(written by Bettina, posted by Catherine)
A while ago, I blogged about how the pandemic had affected not just my swimming habits, but also the great plans I had for my child’s early contact with water. More than two years of COVID-related disruptions mean that there are now huge waiting lists for swimming lessons at any age, and many baby swimming classes that took place at small school or hospital pools are still not taking place.
In July, I managed to snag a spot for the small human in a toddler swimming class on Sunday mornings. The class would start in mid-September. I was elated. I managed to get him in because I was actually awake during our holidays when the email came in early in the morning; five minutes later all spots had been filled. My son loves the water. It’s been a very hot summer and he’s been in the paddling pool a lot. He loves baths (most days). He loves going to the pool with mama. But I want him to learn proper water skills and I feel like it’s better for both of us if he’s taught by… not me. I was so, so excited for that spot and couldn’t wait to start. Big win!

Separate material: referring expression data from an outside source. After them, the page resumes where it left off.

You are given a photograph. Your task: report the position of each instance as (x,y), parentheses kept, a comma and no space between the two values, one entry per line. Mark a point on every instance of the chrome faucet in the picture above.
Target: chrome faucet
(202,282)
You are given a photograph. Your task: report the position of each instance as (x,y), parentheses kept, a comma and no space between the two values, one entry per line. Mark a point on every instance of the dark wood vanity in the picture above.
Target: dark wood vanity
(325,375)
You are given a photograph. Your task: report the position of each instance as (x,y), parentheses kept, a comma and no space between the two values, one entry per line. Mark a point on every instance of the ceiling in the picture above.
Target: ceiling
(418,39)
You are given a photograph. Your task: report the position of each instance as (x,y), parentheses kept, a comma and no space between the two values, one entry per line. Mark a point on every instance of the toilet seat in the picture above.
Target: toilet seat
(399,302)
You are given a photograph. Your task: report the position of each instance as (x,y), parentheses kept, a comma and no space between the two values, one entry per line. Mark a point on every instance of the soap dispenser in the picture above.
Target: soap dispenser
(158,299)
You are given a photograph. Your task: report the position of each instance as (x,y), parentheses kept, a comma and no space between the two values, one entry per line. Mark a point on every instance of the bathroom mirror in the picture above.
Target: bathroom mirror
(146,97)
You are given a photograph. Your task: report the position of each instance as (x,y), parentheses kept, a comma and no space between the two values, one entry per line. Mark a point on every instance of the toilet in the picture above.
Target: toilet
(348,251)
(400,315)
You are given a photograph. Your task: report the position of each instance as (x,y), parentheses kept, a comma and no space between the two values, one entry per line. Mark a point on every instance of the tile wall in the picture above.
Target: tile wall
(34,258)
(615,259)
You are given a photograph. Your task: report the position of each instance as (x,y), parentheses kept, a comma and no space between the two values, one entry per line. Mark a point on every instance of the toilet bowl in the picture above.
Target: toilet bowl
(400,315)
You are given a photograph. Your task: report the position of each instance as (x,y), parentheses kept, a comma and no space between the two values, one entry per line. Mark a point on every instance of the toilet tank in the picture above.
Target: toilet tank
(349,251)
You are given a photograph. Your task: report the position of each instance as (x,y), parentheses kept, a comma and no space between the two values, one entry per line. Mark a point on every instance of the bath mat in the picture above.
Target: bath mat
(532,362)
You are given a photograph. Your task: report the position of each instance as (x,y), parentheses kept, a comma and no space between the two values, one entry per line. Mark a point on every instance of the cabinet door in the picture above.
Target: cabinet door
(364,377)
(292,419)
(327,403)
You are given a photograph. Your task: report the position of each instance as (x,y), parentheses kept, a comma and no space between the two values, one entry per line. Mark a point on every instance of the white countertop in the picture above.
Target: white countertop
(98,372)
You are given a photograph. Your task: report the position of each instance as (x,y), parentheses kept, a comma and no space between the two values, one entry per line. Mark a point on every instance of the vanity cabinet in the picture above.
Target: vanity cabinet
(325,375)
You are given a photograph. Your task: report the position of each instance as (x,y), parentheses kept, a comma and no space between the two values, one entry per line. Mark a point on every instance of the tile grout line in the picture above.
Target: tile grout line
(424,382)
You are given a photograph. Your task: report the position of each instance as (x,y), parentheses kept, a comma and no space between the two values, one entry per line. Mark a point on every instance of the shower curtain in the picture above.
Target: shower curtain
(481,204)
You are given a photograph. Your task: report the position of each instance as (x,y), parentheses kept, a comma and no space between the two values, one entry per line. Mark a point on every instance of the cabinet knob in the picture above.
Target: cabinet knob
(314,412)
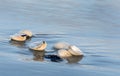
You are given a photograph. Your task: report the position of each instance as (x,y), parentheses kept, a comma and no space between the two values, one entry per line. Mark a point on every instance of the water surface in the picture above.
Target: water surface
(92,25)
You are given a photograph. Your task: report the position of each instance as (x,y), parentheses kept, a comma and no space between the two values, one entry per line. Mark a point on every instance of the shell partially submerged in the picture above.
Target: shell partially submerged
(64,53)
(26,32)
(38,46)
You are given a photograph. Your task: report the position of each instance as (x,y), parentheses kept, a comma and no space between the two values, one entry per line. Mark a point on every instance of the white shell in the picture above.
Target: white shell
(64,53)
(27,32)
(39,46)
(75,50)
(61,45)
(18,37)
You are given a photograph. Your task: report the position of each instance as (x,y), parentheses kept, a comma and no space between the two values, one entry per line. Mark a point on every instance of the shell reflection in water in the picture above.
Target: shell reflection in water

Today, I heard the rumour that due to the energy crisis following the Russian invasion of Ukraine, the pools are going to be closed in the autumn and winter. AGAIN. I’m completely deflated. Not only will my lifesaving team not be able to train if they decide to also close the small school pool we use for practice, but again, countless kids including my own will be left without the chance to learn how to swim or learn valuable water skills. This is awful.
I get that this is very much a first-world problem. But I know how good swimming is for my mental health, and I love watching my child having fun in the water. I get the need to save energy, I really do. But does it really have to be the pools again, after two seasons of pandemic-related closures? I just can’t anymore.